What atomic commits are and why they’re advantageous
I like to make Git commits very frequently. Looking at the Git log for a recent project, it looks like I tend to commit about every 5-15 minutes.
I find that the smaller my commits are the easier I make life for myself. I remember painful occasions in the past where I would do a big chunk of work, maybe two hours or so. Things would be going fine, going fine, and then all the sudden my work would collapse on itself and I wouldn’t be able to figure out how to get it back to a working state.
At that point my options would be either to scratch my head for the next hour to try to figure out what went wrong or to revert the whole two hours’ worth of work. I had painted myself into a corner. When I teach programming classes I see students paint themselves into a corner like this all the time.

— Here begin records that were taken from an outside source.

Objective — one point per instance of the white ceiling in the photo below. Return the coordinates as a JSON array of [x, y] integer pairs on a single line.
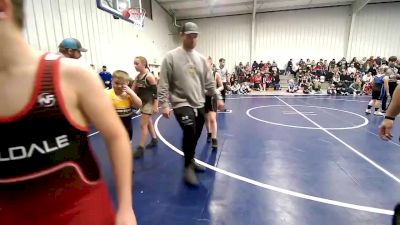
[[190, 9]]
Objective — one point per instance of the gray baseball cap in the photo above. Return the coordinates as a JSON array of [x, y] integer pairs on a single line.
[[72, 43], [190, 28]]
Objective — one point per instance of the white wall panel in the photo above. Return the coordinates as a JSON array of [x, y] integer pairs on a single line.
[[225, 37], [376, 31], [312, 33], [110, 42]]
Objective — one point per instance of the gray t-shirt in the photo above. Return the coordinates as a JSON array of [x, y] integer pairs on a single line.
[[183, 78]]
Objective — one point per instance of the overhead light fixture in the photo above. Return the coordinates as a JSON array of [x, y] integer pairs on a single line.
[[122, 5]]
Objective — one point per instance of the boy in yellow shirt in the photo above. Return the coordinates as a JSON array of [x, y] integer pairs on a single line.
[[123, 98]]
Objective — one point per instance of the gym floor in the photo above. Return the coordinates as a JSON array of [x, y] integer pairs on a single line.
[[284, 160]]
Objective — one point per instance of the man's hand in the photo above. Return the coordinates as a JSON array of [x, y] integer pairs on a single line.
[[166, 112], [220, 105], [125, 217], [385, 129], [128, 90]]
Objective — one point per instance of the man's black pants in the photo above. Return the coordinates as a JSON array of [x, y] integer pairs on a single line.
[[191, 121]]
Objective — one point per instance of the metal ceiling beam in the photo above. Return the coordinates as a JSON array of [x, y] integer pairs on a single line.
[[253, 29], [358, 5]]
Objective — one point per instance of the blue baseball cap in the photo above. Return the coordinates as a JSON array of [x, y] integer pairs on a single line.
[[72, 43]]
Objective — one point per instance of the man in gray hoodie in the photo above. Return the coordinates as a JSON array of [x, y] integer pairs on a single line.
[[184, 80]]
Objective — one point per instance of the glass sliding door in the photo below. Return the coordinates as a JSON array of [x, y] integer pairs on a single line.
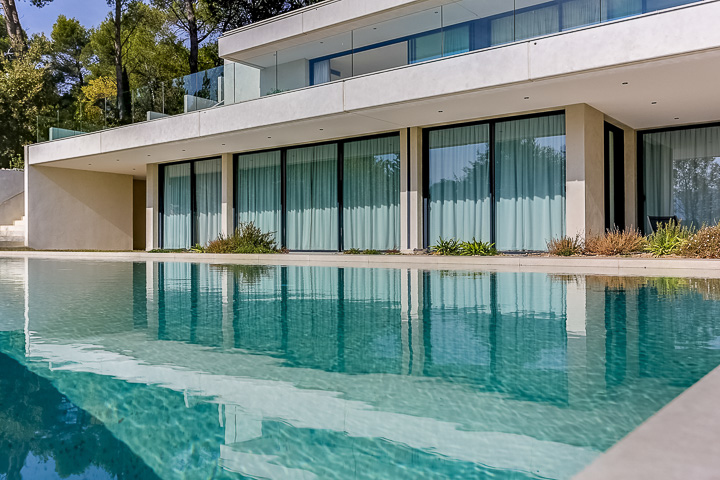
[[459, 183], [312, 198], [177, 206], [682, 175], [191, 207], [208, 199], [529, 182], [258, 190], [371, 194]]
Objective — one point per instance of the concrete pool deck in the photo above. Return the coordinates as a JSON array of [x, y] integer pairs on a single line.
[[625, 266], [681, 441]]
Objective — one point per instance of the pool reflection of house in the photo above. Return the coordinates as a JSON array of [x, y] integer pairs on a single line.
[[378, 125], [343, 355]]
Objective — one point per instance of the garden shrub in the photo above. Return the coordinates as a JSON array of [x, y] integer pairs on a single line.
[[476, 248], [446, 247], [705, 243], [616, 242], [566, 246], [247, 238], [668, 239]]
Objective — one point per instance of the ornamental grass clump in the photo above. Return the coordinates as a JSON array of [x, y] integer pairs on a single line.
[[616, 242], [247, 239], [565, 246], [668, 239], [705, 243]]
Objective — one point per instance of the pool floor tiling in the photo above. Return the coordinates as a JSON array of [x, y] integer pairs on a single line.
[[188, 370]]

This kind of stuff doesn’t really happen to me anymore. One of the main reasons is that I practice atomic commits.
“Atomic commit” is basically a fancy way of saying a commit that commits one and only one thing. It’s a single complete unit of work.

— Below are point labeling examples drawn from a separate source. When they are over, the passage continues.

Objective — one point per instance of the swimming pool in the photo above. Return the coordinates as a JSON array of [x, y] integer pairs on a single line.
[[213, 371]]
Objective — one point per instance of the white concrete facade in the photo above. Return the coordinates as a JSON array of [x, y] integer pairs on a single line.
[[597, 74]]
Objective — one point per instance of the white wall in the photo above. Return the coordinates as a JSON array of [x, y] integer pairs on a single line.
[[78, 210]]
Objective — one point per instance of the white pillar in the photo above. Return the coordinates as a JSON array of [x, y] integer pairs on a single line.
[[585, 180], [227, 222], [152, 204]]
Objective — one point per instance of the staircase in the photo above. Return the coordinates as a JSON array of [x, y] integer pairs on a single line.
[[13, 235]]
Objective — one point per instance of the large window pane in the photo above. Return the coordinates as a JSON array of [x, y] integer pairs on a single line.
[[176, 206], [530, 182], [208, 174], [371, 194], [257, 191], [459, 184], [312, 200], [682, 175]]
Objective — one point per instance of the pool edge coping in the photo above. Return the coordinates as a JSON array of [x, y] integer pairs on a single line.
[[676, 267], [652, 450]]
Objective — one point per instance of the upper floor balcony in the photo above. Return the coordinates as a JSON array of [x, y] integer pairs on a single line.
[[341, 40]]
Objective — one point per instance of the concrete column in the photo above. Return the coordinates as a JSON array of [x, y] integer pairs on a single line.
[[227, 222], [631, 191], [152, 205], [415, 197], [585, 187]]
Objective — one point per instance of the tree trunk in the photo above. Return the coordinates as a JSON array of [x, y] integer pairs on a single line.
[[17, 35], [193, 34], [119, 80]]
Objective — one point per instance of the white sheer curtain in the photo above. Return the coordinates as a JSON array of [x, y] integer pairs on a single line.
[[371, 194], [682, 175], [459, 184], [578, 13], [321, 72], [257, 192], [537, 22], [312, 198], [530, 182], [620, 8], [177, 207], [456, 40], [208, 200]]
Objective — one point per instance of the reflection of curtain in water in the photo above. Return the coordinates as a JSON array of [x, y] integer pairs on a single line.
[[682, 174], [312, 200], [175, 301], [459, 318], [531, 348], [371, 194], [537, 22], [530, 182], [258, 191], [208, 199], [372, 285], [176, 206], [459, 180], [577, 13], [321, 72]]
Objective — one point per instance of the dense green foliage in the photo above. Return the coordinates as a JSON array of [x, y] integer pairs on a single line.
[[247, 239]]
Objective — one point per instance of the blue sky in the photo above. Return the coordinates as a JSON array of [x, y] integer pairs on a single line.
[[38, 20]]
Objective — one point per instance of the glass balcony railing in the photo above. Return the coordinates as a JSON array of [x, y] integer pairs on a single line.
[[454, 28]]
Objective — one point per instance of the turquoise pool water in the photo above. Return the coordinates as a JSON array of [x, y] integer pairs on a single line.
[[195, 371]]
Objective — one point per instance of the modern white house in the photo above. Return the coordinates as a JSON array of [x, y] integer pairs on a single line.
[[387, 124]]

Students of mine often find it funny that I’ll make a commit after changing just one or two lines of code. But a commit is not just something I do after completing a piece of work. A commit is something I do before I start a piece of work.

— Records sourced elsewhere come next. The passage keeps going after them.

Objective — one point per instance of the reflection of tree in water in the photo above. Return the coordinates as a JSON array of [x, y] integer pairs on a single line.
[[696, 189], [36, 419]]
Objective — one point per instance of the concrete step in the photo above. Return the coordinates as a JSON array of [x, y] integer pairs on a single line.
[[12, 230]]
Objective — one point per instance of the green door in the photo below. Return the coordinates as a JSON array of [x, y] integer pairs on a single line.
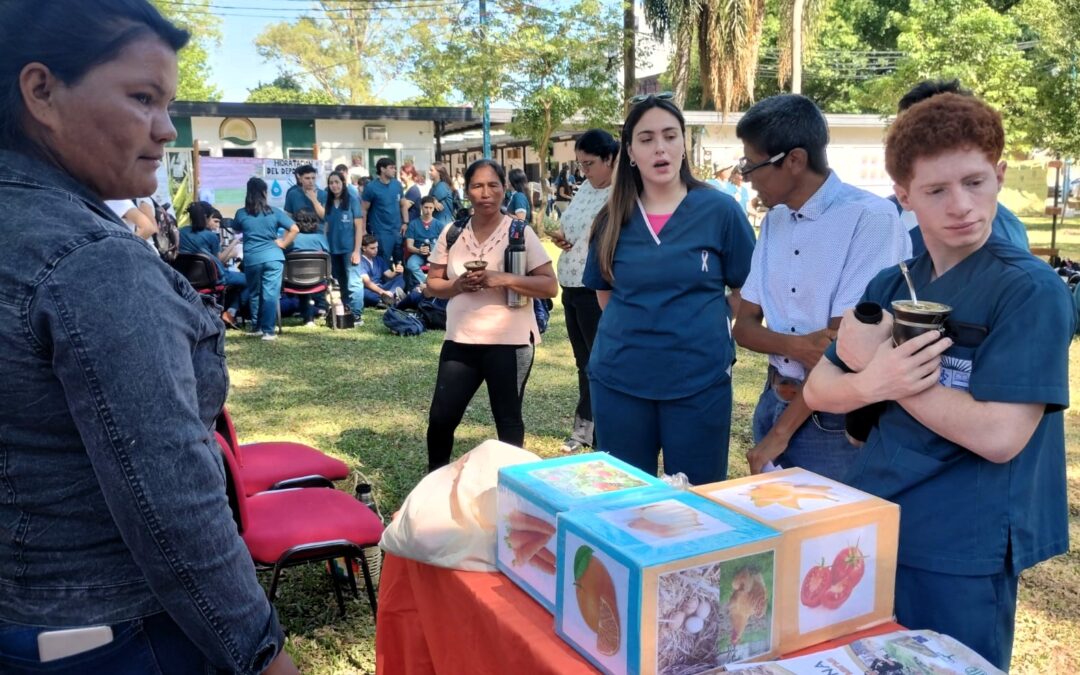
[[375, 156]]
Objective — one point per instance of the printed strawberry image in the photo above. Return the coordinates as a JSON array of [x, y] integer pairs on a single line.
[[814, 584], [596, 599], [829, 586]]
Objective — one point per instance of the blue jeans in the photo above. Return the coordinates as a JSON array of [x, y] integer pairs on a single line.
[[820, 444], [372, 298], [150, 645], [692, 431], [264, 282], [413, 267], [232, 279], [341, 269]]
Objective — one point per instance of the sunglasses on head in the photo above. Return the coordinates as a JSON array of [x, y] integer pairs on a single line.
[[643, 97]]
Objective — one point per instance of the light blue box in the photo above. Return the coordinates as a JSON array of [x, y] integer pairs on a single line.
[[692, 584], [530, 496]]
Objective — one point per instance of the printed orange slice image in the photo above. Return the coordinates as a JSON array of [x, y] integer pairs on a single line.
[[596, 599], [784, 494]]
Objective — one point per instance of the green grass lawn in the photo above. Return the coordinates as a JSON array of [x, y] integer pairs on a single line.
[[363, 395]]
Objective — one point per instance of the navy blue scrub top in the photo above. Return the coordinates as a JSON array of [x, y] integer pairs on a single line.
[[665, 332], [1013, 321]]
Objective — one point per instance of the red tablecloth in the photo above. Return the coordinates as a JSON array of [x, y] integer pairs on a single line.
[[434, 620]]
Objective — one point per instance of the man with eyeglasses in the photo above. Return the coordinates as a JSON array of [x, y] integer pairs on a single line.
[[821, 243]]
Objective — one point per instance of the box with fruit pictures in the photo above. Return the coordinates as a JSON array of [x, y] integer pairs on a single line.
[[530, 496], [673, 584], [838, 555]]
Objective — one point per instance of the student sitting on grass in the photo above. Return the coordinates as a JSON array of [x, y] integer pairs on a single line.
[[375, 280]]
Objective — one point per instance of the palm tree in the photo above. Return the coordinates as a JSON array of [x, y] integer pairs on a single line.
[[728, 36]]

Let’s say I have Chunk A and Chunk B, two unrelated pieces of work. Chunk A is a 30-second change. Chunk B is a 20-minute change. A lot of people might not bother committing Chunk A because it’s so small. But then Chunk A “comes along for the ride” when I’m working on Chunk B. If I screw up Chunk B and have to bail and revert and start over, then I also end up reverting Chunk A. Or if a week later I find out Chunk B introduced a bug and I need to revert Chunk B at that point, Chunk A gets reverted as well even though it has nothing to do with Chunk B.
These are the things I have in mind when I commit what might seem to others like a comically tiny change.
Atomic commits also make it easier to track down the source of mysterious regressions. Let’s say a feature was known to be working on January 5th and broken on June 11th and nobody knows when exactly the feature broke. Git bisect can make it very quick and easy to find out exactly which commit introduced the regression. At least, it’s easy if the team has been practicing atomic commits. If each commit is huge and contains multiple pieces of work, git bisect
loses a lot of its usefulness.
By the way, I think “WIP” (work in progress) is one of the worst possible commit messages. First, it basically screams “This commit is not a complete unit of work.” Second, it’s about as vague as it gets. Committing “WIP” is basically saying “Rather than take 30 seconds to think of a meaningful commit message, I’d rather make you take several minutes to try to figure out what this commit is all about.” Please don’t commit “WIP”.
What atomic commits have to do with testing
I find it advantageous to make sure each commit leaves the application’s test suite in a passing state.
This way you’re free to check out any commit in the application’s history and you can have a reasonable expectation that the test suite will pass. (This becomes less true the further back in history you go, of course, but it’s at least true for the recent commit history which is usually the history you’re most interested in.)
Some developers don’t find it important to keep the test suite passing on every commit. When this is the case I might check out a certain revision and see that the tests don’t pass. Then I’m forced to wonder: is it supposed to be like this or was this an accident? There’s nothing more frustrating than getting tripped up by a failing test, finally asking someone about it, and getting the response, “Oh, yeah, that test is supposed to fail.” Allowing failing tests to be committed to the repo arguably defeats the purpose of having tests.
It’s okay for a commit not to add a test. It’s okay for a commit to add a passing test. But if a commit commits a failing test then the commit is not a complete unit of work, and the benefits of a repo full of atomic commits are to some extent lost.
I also often find it handy to use git bisect
in conjunction with an application’s test suite. Using git bisect
is all about going back to a certain point in time and asking “Does feature X work at this commit?” Sometimes the test that answers that question is a manual check. Sometimes it’s an automated test. If the team has a habit of making only small, atomic commits, using git bisect
together with tests is a lot easier.